FAIR paid to promote the #BuildTheWall hashtag on Twitter as part of its agenda to push President Donald Trump’s anti-immigrant policies -- many of which have been lifted straight from the group’s wishlist and that of its sister organizations, the Center for Immigration Studies (CIS) and NumbersUSA. When covering Trump’s anti-immigrant policies, mainstream media outlets often mischaracterize or outright fail to disclose these groups’ nativist intent of “limiting the number of nonwhites who enter the country,” thus helping hate groups sanitize their image. Media present these organizations merely as favoring “stricter control on immigration” or as calling “for added immigration restrictions” while giving them a platform to push their message. Trump has now tapped members of these groups for his administration and granted them a seat at the table, adding further legitimization to what started with media’s failure to properly identify “the nativist lobby” as hate groups.
Refinery29 broke from this pattern, noting that FAIR has been labeled “an anti-immigrant hate group by the Southern Poverty Law Center (SPLC) and the Anti-Defamation League” and pointing out that the group is “very close to promoting a 'white-America only' point of view, under the guise of limiting illegal immigration.” From the April 19 article:
On Wednesday, #BuildTheWall was the top trend on the social network, thanks to an ad sponsored by the Federation for American Immigration Reform (FAIR).
On its Twitter account, the organization says it “fights for a stronger America with controlled borders, reduced immigration and better enforcement. #NoAmnesty”. The #BuildTheWall hashtag in itself isn't really a problem. Neither is the text below, which reads: “Help FAIR Push To Get President Trump's Wall Built.” After all, people have the right to support the president's immigration policies, and Twitter has had political advertisements for a long time.

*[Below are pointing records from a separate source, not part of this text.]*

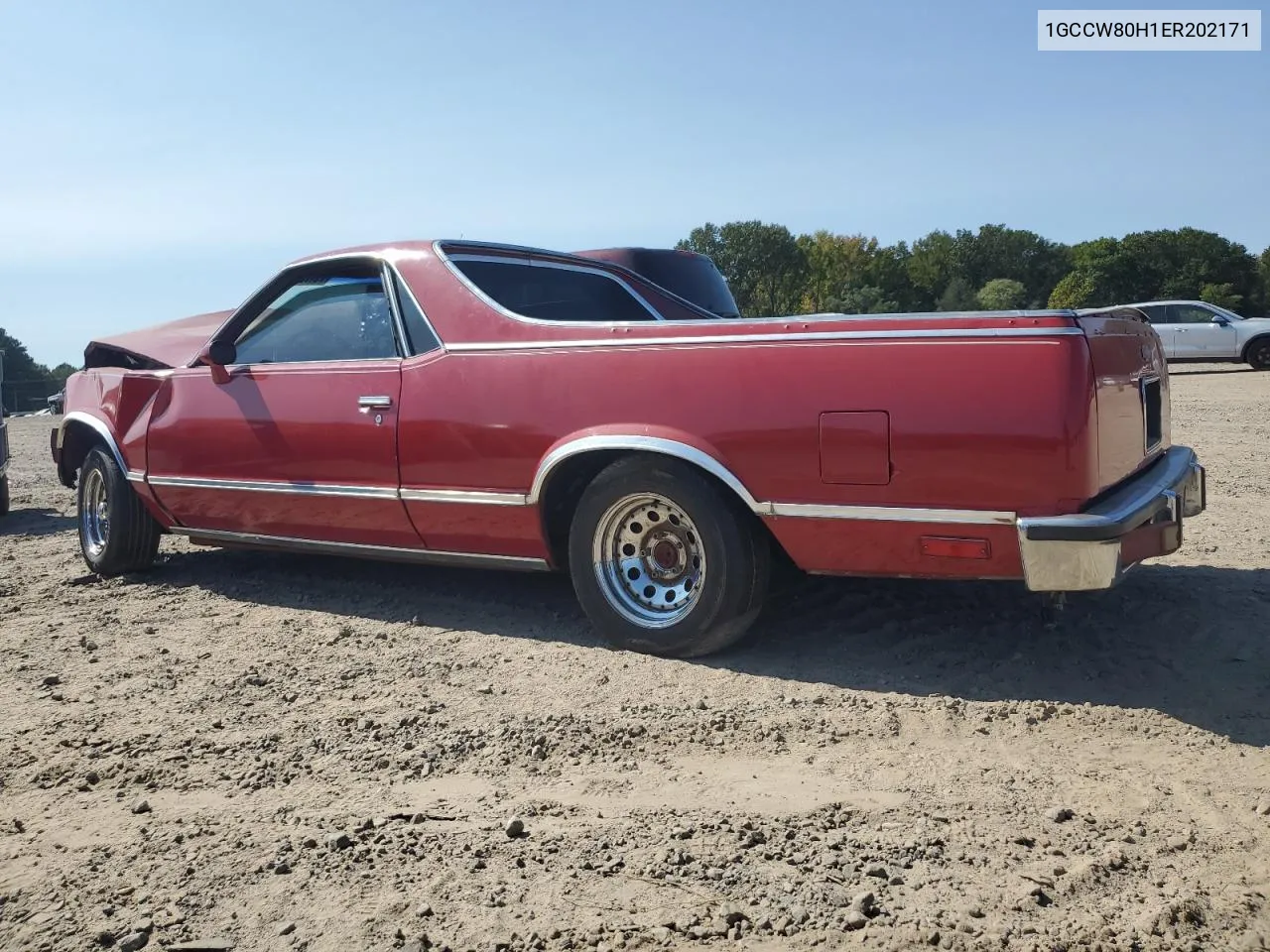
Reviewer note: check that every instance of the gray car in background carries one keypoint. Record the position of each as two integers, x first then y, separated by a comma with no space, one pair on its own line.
1199,331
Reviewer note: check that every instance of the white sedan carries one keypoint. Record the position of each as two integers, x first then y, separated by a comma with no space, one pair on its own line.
1197,330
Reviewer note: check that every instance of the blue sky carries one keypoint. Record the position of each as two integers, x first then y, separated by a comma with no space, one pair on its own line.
162,159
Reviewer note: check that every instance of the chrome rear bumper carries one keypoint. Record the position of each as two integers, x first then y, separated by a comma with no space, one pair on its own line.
1086,551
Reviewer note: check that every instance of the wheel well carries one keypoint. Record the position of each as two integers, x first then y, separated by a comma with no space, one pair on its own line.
568,480
77,442
1247,347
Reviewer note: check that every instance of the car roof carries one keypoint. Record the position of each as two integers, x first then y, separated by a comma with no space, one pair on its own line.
1202,303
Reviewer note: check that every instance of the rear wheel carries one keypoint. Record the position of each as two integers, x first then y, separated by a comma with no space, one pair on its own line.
117,535
663,562
1259,353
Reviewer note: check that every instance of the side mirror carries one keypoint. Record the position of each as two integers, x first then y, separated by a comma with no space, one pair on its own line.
220,354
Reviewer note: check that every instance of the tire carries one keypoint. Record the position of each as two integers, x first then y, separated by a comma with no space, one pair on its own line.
117,535
649,601
1259,354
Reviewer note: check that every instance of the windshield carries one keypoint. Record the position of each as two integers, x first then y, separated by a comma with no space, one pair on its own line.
1232,315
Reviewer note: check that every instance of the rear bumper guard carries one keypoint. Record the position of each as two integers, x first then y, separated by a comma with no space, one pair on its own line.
1083,551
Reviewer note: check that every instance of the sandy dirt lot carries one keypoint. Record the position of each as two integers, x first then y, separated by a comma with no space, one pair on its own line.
259,752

The main issue for some social media users is that FAIR, the organization behind the trend, is considered an anti-immigrant hate group by the Southern Poverty Law Center (SPLC) and the Anti-Defamation League.
“FAIR leaders have ties to white supremacist groups and eugenicists and have made many racist statements,” the SPCL's description of the organization reads. “Its advertisements have been rejected because of racist content. FAIR’s founder, John Tanton, has expressed his wish that America remain a majority-white population: a goal to be achieved, presumably, by limiting the number of nonwhites who enter the country.”
It adds, “One of the group’s main goals is upending the Immigration and Nationality Act of 1965, which ended a decades-long, racist quota system that limited immigration mostly to northern Europeans. FAIR President Dan Stein has called the Act a 'mistake.'”
In other words, FAIR is very close to promoting a “white-America only” point of view, under the guise of limiting illegal immigration.
According to the SPCL, Stein is the current executive director of FAIR. He has not disavowed the statements made by Tanton, who was one step away from calling himself a white nationalist and who wanted the U.S. to have “a European-American majority.” In fact, Stein said in 2009 that his predecessor was “a Renaissance man.”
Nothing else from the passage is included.